第1話 − 富の源
私は高校に入学して最初の授業で、クラス全員の前で先生にバカにされた経験がある。たしか社会系の授業であったが、先生がいきなり「世の中の価値は何によって生み出されると思うか?」と質問した。私ひとりがすぐに手を挙げたので、それだけで先生は驚いたのだが、「初めに、神が天地を創造された(創世記1:1)ので、全ての価値はそこから始まります」という私の答に先生はさらに大きなショックを受け、「おい君!この科学の時代にどうしてそういう話をするのかね?」言った。科学を知らない無学な私が、県下一ニと言われる進学校に間違って入学したのではないかと疑うような目つきだった。しばらくの沈黙の後、先生自らが答を出した。「世の中の価値は、労働によって生み出されるのである」と。まじめな学生達はすぐさまその答をノートに書き留めた。「黙っていれば良かった。クラスメートも皆私を軽蔑するかも知れない」と内心不安になったが、驚くことに、そのうち20人が私の通っていた教会の英会話クラスに参加するようになった。そして私と同じ価値観を持つようになった学生もいる。
私は先生の答に疑問を感じた。確かに全ての人は労働することにより収入を得ることが出来、富も蓄えることが出来るようになる。でも労働だけでは価値を生み出すことは出来ないのではないかという直感的な思いがあった。たとえば末端価格1000円のあわびの場合、漁師は海底にもぐり収穫するという作業(労働)をする。そしてその労働の代価を400円とし、仲買業者に400円で売る。仲買業者は仕入れて魚屋さんに卸すという労働の代価を200円と定め、600円で卸す。そして魚屋さんはお客さんに売る労働の代価を400円と定め1000円で売る。これが経済の仕組みだが、もし漁師が1個のあわびを得るのに1000円を支払わなければならないとしたら、漁師、仲買人そして魚屋さんの労働は一切価値を生み出さないことになる。それぞれの労働が価値を生み出すためには、富の循環の出発点が無料でなければならない。すなわち漁師はあわびを無償で手に入れる必要がある。
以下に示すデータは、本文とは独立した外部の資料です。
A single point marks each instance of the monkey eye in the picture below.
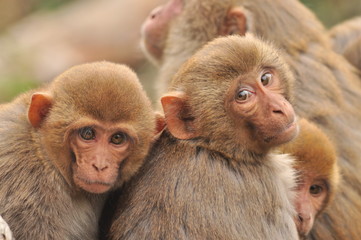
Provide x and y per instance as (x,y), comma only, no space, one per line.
(266,78)
(87,133)
(119,138)
(243,95)
(315,189)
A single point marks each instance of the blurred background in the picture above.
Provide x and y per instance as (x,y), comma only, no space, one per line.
(39,39)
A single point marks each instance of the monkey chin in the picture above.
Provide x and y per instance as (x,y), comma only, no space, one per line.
(92,186)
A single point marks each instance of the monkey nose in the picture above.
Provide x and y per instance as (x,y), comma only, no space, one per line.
(99,168)
(303,218)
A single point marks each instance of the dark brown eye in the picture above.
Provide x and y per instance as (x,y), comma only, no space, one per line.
(118,138)
(243,95)
(316,189)
(87,133)
(266,79)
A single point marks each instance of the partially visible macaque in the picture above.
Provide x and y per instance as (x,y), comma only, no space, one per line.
(155,29)
(63,147)
(346,39)
(5,232)
(318,178)
(211,174)
(327,88)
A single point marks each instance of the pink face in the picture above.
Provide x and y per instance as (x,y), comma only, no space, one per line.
(98,152)
(310,200)
(257,100)
(155,28)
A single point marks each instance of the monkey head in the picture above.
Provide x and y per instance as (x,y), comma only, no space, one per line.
(233,95)
(95,124)
(319,176)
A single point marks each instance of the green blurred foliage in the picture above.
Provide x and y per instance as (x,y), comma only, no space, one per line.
(330,13)
(15,85)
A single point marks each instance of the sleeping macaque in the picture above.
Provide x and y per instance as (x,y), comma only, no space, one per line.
(63,147)
(318,178)
(327,89)
(210,175)
(346,40)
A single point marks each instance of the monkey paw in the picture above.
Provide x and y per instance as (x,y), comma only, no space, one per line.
(5,233)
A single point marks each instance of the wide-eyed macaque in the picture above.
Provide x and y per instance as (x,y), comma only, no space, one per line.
(327,88)
(210,175)
(318,174)
(64,146)
(5,232)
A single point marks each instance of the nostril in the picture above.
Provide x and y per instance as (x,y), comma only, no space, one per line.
(278,111)
(95,167)
(300,218)
(99,169)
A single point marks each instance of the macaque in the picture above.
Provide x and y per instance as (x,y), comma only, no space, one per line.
(211,174)
(353,53)
(5,232)
(346,40)
(327,88)
(63,147)
(318,174)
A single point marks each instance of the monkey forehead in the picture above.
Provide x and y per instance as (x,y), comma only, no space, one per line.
(225,58)
(107,91)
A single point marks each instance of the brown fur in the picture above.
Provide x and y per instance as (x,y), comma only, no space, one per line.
(219,182)
(316,163)
(327,88)
(346,39)
(38,197)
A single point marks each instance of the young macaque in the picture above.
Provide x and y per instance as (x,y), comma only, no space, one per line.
(327,88)
(318,174)
(63,147)
(210,175)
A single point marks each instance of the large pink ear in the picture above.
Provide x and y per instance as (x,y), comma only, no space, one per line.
(178,117)
(235,22)
(39,108)
(160,125)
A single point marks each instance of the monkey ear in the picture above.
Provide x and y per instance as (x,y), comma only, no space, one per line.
(160,125)
(39,108)
(235,22)
(178,118)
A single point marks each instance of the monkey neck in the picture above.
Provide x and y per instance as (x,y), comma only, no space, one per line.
(228,150)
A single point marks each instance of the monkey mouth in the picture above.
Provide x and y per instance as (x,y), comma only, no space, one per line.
(92,186)
(90,182)
(285,134)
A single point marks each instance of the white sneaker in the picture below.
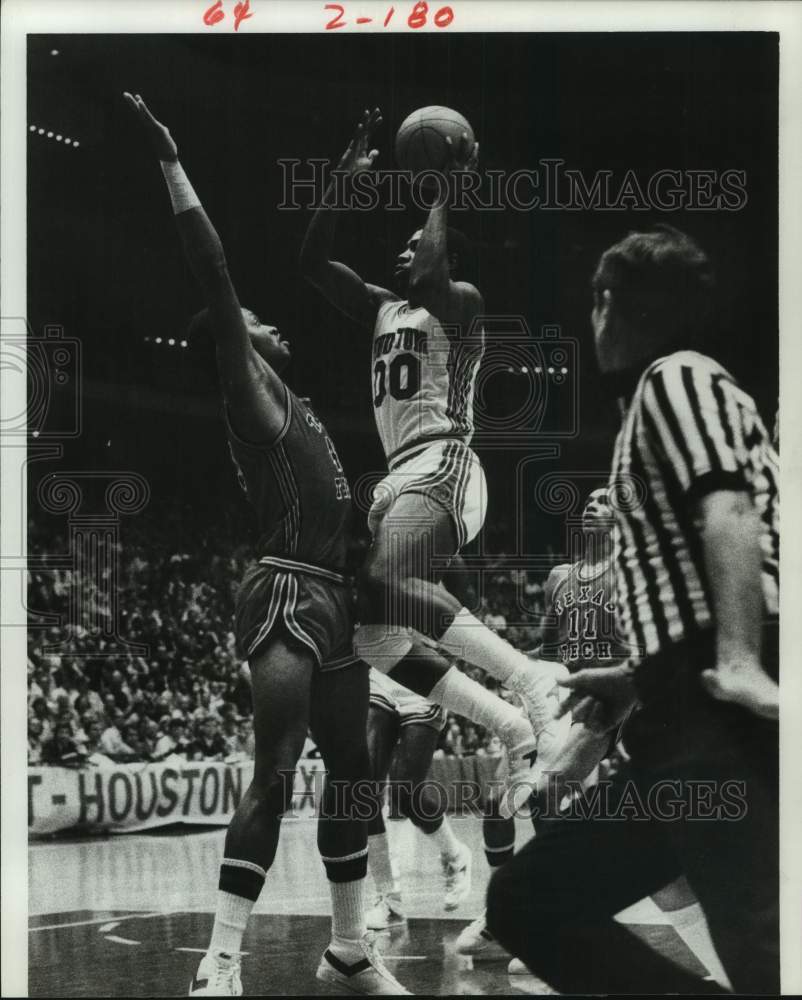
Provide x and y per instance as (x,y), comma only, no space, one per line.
(368,975)
(457,875)
(218,975)
(477,941)
(386,913)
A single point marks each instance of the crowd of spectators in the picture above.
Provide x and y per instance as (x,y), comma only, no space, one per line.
(150,671)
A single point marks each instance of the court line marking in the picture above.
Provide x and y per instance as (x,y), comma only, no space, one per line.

私はあの先生の発言を聞いて以来、ますます「初めに、神が天地を創造された」という聖書のことばの重要性を、実感するようになった。農業、漁業、林業、鉱業と言った富の循環の出発点、すなわち第一産業は、全て無償で物を手に入れるところから始まる。であるから知的産業、サービス業そしてエンターテイメント業に到るまで富が循環するのだ。火力、水力、原子力、風力といったエネルギー源も無償で与えられている。地球のいとなみの全てに関わる太陽光は、一瞬たりとも途絶えることなく地上に注がれている。勿論生命維持に必要な水や空気も無償である。このように始めに全てが創造主なる神によって無償で提供されているので、人間の労働が富を生み出す結果となるのである。